Kyokubumasei-sekifu (edge-ground stone axe) (局部磨製石斧)
Kyokubumasei-sekifu is a edge-ground stone axe which appeared in the early upper Paleolithic period about 30 thousand years ago. It is thought to have been used for multiple purposes such as for hunting and demising large-sized animals, felling and cutting trees, and digging.
Such stone materials as obsidian, shale, chart, sanukite, and pyroxene were used.
The artifacts from Japan are considered to be the oldest ones in the world among the artifacts of this age unearthed so far. Kyokubumasei-sekifu were first discovered in 1949 when they were unearthed at the Iwajuku Archeological Site, and this finding sparked a controversy over whether the Paleolithic Period had in fact existed, which in turn resulted in the development of the theory that pottery had not been used in the Neolithic Period and the theory of the Mesolithic Period; there was even a dispute as to whether the abrasion of the stone tools was genuine. After that, about 650 of the artifacts were unearthed at 100 sites in Kanto and Chubu regions and other areas except Hokkaido. Most of them were hand axes and it is highly possible that they were used for smashing bones and tanning rather than wood processing.

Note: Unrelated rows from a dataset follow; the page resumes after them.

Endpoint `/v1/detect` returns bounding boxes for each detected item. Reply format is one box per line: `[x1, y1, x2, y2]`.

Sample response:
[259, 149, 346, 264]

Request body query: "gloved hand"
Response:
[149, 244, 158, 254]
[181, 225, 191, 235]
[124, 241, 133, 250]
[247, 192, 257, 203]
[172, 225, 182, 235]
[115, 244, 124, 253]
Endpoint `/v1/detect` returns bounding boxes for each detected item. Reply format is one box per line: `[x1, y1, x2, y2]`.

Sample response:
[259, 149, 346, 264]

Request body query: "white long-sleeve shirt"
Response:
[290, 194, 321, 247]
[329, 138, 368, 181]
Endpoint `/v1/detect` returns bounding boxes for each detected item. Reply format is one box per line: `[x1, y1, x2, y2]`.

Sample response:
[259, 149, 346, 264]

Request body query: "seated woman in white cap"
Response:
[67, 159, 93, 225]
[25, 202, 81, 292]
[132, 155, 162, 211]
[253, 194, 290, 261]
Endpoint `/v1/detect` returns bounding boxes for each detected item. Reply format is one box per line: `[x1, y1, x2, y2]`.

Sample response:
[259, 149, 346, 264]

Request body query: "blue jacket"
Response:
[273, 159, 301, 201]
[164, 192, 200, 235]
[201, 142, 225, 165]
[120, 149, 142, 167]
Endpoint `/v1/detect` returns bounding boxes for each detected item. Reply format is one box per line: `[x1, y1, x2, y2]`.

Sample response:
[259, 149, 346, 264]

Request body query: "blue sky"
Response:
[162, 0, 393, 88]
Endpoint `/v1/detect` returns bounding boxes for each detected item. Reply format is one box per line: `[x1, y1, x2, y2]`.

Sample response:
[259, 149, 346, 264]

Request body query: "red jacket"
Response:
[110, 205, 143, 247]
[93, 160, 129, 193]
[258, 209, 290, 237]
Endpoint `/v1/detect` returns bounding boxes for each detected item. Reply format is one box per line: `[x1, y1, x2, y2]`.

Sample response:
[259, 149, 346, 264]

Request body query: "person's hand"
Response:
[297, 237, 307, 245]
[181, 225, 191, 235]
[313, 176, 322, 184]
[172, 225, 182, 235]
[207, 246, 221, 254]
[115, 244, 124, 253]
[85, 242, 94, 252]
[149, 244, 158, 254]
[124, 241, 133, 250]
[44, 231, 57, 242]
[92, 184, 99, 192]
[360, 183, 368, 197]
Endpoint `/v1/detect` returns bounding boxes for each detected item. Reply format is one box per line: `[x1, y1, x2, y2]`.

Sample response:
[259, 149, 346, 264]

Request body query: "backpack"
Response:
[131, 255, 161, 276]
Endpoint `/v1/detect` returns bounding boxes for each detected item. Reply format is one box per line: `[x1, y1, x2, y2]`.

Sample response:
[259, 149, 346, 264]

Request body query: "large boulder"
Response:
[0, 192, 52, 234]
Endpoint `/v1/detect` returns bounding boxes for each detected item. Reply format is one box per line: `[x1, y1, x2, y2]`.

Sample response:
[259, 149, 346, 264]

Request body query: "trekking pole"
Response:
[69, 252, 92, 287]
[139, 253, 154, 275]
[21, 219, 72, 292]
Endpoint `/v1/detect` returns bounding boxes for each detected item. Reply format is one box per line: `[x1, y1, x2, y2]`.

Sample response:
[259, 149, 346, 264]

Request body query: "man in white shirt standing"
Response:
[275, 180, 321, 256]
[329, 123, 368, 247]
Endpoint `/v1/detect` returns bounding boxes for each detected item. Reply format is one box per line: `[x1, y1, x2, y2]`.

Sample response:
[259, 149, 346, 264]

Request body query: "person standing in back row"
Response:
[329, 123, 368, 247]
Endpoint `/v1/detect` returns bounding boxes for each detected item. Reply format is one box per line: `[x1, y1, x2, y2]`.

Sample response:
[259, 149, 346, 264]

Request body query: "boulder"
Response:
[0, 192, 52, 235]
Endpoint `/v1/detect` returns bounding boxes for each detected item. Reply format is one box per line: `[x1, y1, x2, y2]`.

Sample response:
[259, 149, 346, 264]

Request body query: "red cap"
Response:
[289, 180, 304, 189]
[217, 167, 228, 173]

About 250 of them have been unearthed from the remains near Lake Nojiri.
The only example outside Japan is the blade stone axe of 25,000 years ago unearthed from Vollendorf site in Australia, although there are some reports on the unearthed axes from Kostenki (about 14,000 years ago) and Afontova Gora (about 20,000 years ago) in Russia, Nawamoyn (about 21,500 years ago) and Malanganger (about 29,000 years ago) in Australia. The artifacts unearthed in Kostenki caused a debate in Japan as well as to whether the shape of the artifacts had been deliberately formed by grinding in a production process or it was a result of abrasion caused by use. The materials from Afontova Gora are those collected from the surface of the ground. Although the two examples found in Australia were reported to have grooves, it is difficult to identify the ground facets from the measurement chart of the stone tools. More examples and the enhanced data of this stone tool, especially those of overseas are needed for the future studies.